Flu tidak disebabkan oleh temperatur dingin, namun oleh virus.
18.
Tumbuhan
Perkembangbiakan vegetatif buatan dilakukan dengan cara menempel dan menyambung (stek).
Konsep pembiakan adalah pertambahan individu, pada cara menyambung dan menempel sebenarnya tidak terjadi pertambahan individu.
19.
Tumbuhan
Tulang daun monokotil sejajar, sedangkan tulang daun dikotil menyirip atau menjari.
Pohon pisang termasuk tumbuhan monokotil, namun memiliki tulang daun menyirip. Tumbuhan lontar juga termasuk monokotil dan memiliki tulang daun menjari. Jadi, bukan tulang daun yang dibedakan, tapi pertulangan daun. Pada dikotil membentuk anyaman, sedangkan monokotil sejajar.
20.
Tumbuhan
Anggrek yang menempel pada ranting pohon mangga merupakan parasit.
Anggrek hanya menempel pada kulit pohon. Semua kebutuhan seperti karbon dioksida dan air diambil sendiri dari udara. Anggrek melakukan fotosintesis untuk memenehu kebutuhan makannya.
21.
Lingkungan
Rantai makanan adalah peristiwa makan memakan yang terjadi berurutan.
Rantai makanan bukanlah peristiwa makan memakan. Konsep makan memakan adalah saling makan, sedangkan yang terjadi adalah satu pihak yang dimakan sedangan pihak yang memakan tidak, tapi ada potensi untuk dimakan oleh organisme lainnya.
22.
Manusia
Pernafasan dan respirasi berarti sama.
Secara konsep kedua istilah tersebut berarti berbeda. Pernafasan adalah pada saat menghirup dan mengeluarkan udara. Sedangkan respirasi terjadi di dalam sel, yakni pada proses oksidasi glukosa.
23.
Hewan
Terdapat zat perekat pada kaki cicak.
Tidak terdapat zat perekat pada kaki cicak, namun terdapat bantalan bergaris-garis pada telapak kaki cicak.

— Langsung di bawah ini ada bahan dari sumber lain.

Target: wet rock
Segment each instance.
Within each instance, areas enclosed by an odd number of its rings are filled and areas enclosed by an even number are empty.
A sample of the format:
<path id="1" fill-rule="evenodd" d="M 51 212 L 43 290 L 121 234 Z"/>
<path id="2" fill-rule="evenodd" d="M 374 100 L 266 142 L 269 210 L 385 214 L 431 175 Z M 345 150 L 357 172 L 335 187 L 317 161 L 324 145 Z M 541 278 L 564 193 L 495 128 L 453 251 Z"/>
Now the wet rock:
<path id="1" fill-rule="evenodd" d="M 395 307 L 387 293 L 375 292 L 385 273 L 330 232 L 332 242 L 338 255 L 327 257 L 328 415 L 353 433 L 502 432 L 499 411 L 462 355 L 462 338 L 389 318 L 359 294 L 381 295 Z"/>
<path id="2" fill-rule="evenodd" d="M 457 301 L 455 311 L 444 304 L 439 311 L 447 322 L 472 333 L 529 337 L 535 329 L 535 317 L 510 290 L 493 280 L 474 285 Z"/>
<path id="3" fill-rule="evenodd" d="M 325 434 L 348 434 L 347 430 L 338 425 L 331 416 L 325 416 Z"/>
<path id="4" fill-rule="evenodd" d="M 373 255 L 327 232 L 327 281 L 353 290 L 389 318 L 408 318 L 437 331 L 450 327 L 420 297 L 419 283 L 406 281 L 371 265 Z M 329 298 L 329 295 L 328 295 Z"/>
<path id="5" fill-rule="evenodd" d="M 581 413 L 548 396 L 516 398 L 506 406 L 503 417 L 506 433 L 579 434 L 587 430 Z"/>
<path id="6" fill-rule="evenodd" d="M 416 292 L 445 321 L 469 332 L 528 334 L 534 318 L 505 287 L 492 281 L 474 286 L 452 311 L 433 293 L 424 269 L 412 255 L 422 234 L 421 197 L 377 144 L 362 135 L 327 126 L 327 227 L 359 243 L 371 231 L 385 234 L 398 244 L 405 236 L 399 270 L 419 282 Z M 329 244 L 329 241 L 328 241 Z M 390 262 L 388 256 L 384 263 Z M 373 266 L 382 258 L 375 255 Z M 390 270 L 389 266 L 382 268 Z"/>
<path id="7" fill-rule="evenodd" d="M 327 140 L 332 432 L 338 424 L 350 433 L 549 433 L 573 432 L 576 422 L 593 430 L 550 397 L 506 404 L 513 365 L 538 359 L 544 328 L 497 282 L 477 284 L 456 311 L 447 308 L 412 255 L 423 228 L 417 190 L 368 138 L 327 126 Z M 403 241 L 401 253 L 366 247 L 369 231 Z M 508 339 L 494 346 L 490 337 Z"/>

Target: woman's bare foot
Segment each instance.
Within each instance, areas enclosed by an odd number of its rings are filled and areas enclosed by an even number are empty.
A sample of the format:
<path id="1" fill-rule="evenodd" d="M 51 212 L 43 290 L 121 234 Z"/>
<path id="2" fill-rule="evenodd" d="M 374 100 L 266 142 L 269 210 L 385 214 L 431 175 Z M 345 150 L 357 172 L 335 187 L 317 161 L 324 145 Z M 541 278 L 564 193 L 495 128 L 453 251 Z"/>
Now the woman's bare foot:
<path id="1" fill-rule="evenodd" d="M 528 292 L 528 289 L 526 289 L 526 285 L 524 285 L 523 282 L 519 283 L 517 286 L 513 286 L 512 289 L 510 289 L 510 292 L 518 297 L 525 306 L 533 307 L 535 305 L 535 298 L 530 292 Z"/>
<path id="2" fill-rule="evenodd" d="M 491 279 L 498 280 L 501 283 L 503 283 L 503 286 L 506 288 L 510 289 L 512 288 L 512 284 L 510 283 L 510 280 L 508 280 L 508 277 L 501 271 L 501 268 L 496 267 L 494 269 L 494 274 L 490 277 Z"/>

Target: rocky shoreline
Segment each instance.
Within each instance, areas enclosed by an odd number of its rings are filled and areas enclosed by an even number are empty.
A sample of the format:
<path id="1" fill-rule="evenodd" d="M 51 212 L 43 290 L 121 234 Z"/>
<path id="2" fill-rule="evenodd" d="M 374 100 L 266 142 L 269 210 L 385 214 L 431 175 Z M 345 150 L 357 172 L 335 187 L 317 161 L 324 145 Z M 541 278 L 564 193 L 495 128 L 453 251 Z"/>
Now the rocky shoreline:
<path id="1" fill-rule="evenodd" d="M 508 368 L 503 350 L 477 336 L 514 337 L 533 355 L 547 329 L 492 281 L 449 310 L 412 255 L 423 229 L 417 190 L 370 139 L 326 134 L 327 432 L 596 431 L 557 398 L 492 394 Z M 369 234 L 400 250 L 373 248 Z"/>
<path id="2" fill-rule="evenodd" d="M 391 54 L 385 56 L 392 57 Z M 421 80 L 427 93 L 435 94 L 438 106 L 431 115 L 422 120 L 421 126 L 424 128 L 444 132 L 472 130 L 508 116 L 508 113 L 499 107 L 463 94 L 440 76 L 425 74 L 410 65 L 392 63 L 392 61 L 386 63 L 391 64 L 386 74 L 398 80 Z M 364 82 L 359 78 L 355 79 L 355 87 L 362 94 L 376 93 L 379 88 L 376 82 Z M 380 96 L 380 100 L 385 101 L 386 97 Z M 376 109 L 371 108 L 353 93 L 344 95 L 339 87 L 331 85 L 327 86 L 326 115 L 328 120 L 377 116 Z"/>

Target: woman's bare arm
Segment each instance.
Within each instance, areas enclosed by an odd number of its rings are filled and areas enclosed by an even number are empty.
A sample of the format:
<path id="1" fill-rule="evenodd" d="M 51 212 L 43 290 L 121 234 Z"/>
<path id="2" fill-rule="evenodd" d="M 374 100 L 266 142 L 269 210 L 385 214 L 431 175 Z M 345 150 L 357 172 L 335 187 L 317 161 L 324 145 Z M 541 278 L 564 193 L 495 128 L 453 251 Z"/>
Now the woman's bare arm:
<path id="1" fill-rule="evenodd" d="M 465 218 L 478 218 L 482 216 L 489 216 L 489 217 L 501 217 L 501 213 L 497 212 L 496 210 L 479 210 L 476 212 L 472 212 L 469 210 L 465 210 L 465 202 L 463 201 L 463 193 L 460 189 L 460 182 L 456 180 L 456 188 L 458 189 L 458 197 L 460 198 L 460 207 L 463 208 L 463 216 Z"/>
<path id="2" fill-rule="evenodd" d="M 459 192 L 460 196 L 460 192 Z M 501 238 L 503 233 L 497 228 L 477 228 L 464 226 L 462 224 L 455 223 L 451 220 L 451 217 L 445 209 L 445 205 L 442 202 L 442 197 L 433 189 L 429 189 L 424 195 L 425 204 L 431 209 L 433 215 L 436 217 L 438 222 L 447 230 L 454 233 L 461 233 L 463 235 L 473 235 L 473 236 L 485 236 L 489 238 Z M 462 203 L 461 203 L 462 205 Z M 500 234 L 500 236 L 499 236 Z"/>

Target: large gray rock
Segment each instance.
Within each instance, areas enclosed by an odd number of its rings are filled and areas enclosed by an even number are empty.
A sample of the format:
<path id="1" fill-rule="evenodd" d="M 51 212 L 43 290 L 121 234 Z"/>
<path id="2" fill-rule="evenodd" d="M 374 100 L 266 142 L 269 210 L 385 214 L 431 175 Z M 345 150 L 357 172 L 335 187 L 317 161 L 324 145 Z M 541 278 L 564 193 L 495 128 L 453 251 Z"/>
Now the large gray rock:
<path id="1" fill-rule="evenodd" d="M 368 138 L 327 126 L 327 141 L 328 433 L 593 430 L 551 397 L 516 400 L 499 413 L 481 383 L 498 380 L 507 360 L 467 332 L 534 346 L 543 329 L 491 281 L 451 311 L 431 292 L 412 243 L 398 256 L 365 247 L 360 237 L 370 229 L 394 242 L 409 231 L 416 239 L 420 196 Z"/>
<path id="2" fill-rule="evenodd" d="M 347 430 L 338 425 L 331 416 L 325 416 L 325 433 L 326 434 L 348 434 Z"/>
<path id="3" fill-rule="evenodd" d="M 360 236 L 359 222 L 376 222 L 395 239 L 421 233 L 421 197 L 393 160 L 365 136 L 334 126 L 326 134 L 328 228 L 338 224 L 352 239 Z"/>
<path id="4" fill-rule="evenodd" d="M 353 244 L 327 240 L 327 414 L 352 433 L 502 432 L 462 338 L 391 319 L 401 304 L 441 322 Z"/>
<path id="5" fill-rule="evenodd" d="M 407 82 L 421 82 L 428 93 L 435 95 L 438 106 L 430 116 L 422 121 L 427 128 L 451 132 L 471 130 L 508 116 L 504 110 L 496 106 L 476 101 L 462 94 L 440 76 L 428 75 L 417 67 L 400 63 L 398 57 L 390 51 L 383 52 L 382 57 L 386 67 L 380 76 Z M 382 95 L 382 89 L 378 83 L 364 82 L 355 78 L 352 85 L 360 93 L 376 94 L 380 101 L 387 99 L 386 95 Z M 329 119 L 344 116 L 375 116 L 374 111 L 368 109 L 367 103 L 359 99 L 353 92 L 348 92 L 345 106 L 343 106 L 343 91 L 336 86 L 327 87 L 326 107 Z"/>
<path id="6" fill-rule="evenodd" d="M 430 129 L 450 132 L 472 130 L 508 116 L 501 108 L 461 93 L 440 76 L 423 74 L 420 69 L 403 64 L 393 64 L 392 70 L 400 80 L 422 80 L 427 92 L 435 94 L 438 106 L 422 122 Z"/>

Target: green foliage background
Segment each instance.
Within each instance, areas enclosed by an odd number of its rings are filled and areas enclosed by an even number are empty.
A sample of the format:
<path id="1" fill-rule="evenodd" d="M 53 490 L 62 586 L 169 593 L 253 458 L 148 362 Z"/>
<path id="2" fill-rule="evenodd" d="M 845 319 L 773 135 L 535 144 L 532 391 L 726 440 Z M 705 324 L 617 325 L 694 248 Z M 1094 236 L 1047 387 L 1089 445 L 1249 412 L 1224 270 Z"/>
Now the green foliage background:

Cicak memanfaatkan kontraksi dan relaksasi otot pada kaki untuk melekaktkan tubuhnya pada dinding.
24.
Manusia
Gerak peristaltik terjadi di kerongkongan.
Gerak peristaltik berfungsi untuk mendorong makanan, jadi gerak ini terjadi sepanjang saluran pencernaan.
25.
Tumbuhan
Tumbuhan melinjo bijinya berkeping satu, maka termasuk monokotil.
Pembagian kelompok monokotil dan dikotil hanya terdapat pada tumbuhan biji tertutup, sedangkan melinjo termasuk tumbuhan biji terbuka.